A lesson learned from AMERICAN POISON: A DEADLY INVENTION AND THE WOMAN WHO BATTLED FOR ENVIRONMENTAL JUSTICE, by Daniel Stone

 

Science must be believed over the promise of progress and profits.

          I have no doubt that our current era of technological advancement is very much based on the concept of “can we?,” not “should we?”. Our world is rushing head-long into embracing the concepts that AI and digitizing our existence can be nothing but positive developments that bring great progress for humanity, and the faster we can pull these changes off the better off we’ll be. Suffice to say, I have found the world’s enthusiasm for these ideas to be bizarre and a massive risk, and I have become an old man yelling at the clouds demanding that we slow down and think about what we are doing as a species. Outdated I may be, yet I found Daniel Stone’s excellent new book American Poison to be a gripping and fascinating read, as Stone recounts the story of how the world embraced the revolutionary technology of leaded gasoline, and did so while ignoring the warnings of the scientist Alice Hamilton, who saw a growing global cataclysm that people were determined to ignore in the name of progress and profits.

            Hamilton was a likeable protagonist who was an all-too-familiar type to those who continue to watch such people be sidelined today—a brilliant, hard-working, soft-spoken woman, who was perfectly happy being alone in her research and was deeply uncomfortable with having to speak truth to power, while knowing she had too because the scientific truths she uncovered simply could not be denied. That made her an enemy of the famous scientist Thomas Midgely, who began his infamous crusade with the original noble goal of trying to figure out how to make automobile gasoline more efficient and less destructive; after much experimentation and ingenuity, he discovered that adding lead components to gasoline seemed to fix just about all of its problems just as the world was developing an insatiable thirst for it. Midgely quickly patented leaded gasoline, and energy companies began to make a fortune adding it to the world’s gas stations throughout the 1920’s.

            This seemingly miraculous new technology quickly showed dark hints of its dangerous nature, as multiple workers processing the leaded material suffered from horrific poisonings.

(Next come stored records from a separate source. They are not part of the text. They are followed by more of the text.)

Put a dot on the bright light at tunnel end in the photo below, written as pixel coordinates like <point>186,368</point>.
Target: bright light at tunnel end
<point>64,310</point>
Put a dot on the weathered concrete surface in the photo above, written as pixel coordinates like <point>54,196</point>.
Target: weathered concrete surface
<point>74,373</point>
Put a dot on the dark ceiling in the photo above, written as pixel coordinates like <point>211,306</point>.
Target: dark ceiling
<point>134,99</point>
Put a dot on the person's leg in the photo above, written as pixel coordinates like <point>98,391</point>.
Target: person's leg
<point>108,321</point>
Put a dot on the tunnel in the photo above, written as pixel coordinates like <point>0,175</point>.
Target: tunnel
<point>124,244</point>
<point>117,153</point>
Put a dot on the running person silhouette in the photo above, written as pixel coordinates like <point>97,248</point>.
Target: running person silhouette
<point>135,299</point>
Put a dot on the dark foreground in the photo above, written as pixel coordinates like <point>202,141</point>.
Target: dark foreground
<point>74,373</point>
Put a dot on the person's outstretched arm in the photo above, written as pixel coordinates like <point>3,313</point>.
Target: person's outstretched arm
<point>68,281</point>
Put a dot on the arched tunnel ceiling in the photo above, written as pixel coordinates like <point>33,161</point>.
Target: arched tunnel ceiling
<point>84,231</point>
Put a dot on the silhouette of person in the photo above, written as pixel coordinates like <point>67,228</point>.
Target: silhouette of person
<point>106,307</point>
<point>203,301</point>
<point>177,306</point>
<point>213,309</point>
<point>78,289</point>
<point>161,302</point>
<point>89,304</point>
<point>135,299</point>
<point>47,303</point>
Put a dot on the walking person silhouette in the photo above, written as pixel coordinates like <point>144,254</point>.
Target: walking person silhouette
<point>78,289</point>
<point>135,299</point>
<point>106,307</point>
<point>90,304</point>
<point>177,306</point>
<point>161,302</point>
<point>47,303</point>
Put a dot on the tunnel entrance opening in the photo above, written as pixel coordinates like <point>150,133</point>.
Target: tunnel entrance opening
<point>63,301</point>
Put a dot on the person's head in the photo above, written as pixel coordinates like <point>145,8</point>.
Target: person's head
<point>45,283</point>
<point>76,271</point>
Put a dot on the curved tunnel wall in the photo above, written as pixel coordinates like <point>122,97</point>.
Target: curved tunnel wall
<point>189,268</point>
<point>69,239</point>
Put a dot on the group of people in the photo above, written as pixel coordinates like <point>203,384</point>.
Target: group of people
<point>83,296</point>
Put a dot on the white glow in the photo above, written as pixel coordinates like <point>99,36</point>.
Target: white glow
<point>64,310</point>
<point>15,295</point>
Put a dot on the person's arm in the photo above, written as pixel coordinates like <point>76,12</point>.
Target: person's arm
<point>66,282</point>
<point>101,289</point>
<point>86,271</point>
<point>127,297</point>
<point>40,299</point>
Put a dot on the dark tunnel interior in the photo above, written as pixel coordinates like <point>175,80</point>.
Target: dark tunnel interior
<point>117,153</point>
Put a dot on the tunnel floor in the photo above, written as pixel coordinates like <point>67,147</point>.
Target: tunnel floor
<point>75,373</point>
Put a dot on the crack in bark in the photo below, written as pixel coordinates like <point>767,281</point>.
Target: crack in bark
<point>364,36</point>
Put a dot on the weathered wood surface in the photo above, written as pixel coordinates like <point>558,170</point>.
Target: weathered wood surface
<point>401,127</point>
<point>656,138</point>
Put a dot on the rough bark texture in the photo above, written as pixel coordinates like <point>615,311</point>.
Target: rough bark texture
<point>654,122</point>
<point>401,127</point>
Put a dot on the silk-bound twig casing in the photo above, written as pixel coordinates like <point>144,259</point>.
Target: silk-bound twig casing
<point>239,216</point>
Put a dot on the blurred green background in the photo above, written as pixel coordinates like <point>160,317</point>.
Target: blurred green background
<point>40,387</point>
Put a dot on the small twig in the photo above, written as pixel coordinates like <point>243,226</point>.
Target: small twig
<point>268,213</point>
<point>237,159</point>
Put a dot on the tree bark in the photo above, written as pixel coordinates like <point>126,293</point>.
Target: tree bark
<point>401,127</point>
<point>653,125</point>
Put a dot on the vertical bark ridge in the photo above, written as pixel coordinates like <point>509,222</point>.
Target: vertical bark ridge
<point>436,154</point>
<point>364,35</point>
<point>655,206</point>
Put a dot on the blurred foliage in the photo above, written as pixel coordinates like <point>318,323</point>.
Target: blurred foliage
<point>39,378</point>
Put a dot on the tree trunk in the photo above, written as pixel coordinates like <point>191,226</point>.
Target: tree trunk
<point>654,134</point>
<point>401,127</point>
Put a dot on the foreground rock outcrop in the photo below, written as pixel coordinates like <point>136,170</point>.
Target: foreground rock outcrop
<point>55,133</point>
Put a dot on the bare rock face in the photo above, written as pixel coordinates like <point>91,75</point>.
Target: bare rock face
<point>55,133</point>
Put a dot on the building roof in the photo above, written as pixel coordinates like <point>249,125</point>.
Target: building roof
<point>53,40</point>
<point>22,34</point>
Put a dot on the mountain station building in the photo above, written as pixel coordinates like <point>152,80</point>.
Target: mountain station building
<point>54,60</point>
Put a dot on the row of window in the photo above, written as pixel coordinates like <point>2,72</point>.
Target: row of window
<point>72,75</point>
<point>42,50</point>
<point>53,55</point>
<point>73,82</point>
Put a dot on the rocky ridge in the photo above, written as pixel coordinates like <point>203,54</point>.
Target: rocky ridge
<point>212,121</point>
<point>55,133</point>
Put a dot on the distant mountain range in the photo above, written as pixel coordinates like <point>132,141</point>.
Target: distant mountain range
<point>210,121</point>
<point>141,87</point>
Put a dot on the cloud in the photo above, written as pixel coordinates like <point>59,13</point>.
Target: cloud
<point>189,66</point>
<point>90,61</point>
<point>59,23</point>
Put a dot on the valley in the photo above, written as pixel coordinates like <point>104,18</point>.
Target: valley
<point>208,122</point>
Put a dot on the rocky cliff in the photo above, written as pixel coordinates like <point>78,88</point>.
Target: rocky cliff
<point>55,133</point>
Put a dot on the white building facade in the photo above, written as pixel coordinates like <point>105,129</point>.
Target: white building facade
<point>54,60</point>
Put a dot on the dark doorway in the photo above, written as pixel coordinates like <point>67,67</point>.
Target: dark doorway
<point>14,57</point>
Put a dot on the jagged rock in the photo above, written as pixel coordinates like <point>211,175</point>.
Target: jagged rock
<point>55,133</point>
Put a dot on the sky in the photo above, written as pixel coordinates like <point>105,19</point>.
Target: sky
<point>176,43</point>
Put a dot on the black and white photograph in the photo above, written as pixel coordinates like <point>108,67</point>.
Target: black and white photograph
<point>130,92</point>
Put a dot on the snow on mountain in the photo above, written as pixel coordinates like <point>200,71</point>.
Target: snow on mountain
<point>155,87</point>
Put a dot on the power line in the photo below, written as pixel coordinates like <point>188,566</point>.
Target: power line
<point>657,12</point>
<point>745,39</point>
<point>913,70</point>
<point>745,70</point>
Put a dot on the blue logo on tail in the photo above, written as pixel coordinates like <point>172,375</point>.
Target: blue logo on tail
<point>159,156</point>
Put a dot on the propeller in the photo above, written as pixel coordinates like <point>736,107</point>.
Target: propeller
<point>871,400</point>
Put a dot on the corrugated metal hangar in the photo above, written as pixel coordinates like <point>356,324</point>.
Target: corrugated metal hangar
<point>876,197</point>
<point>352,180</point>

Conducting her own experiments, Hamilton and her scientific allies began to worry that no amount of daily lead exposure was safe, and feared that millions of cars around the world spewing leaded gasoline into the atmosphere was a massive scientific experiment with potentially disastrous consequences. They urged government officials to put the brakes on the approval of leaded gasoline, pointing out that proper testing of its safety would need massive experiments that took years of painstaking research. That reality worked against them in the government’s hearings on the topic, as the corporate-friendly Coolidge Administration became convinced that Midgely and his business associates should not have to wait that long to promote their miraculous new technology and reap their fortunes from it. Ultimately, the government approved of leaded gasoline with only a cursory investigation, and Hamilton spent the rest of her long life lamenting that humans cared so little for the planet’s long-term health. Of course, Hamilton’s warnings proved stunningly correct when scientists made the grim discoveries in the 1960’s that: no amount of lead ingestion could ever be good for someone’s health; and, that lead had leached into the atmosphere, water supply, and ground of the planet, poisoning entire generations and possibly negatively affecting their physical and mental health.

            Stone’s book is a well-written and accessible work that is both a tragic true historical drama, and a tribute to the bold work of Hamilton and her colleagues in trying to stand up to the might of “progress and profits trump everything” philosophy of 1920’s corporate America (and still very much believed by many people today). The world would be much better off agreeing to take a breather before jumping toward every new supposed innovation, and doing the necessary science and taking the time to properly understand the consequences of these supposedly wondrous new technologies.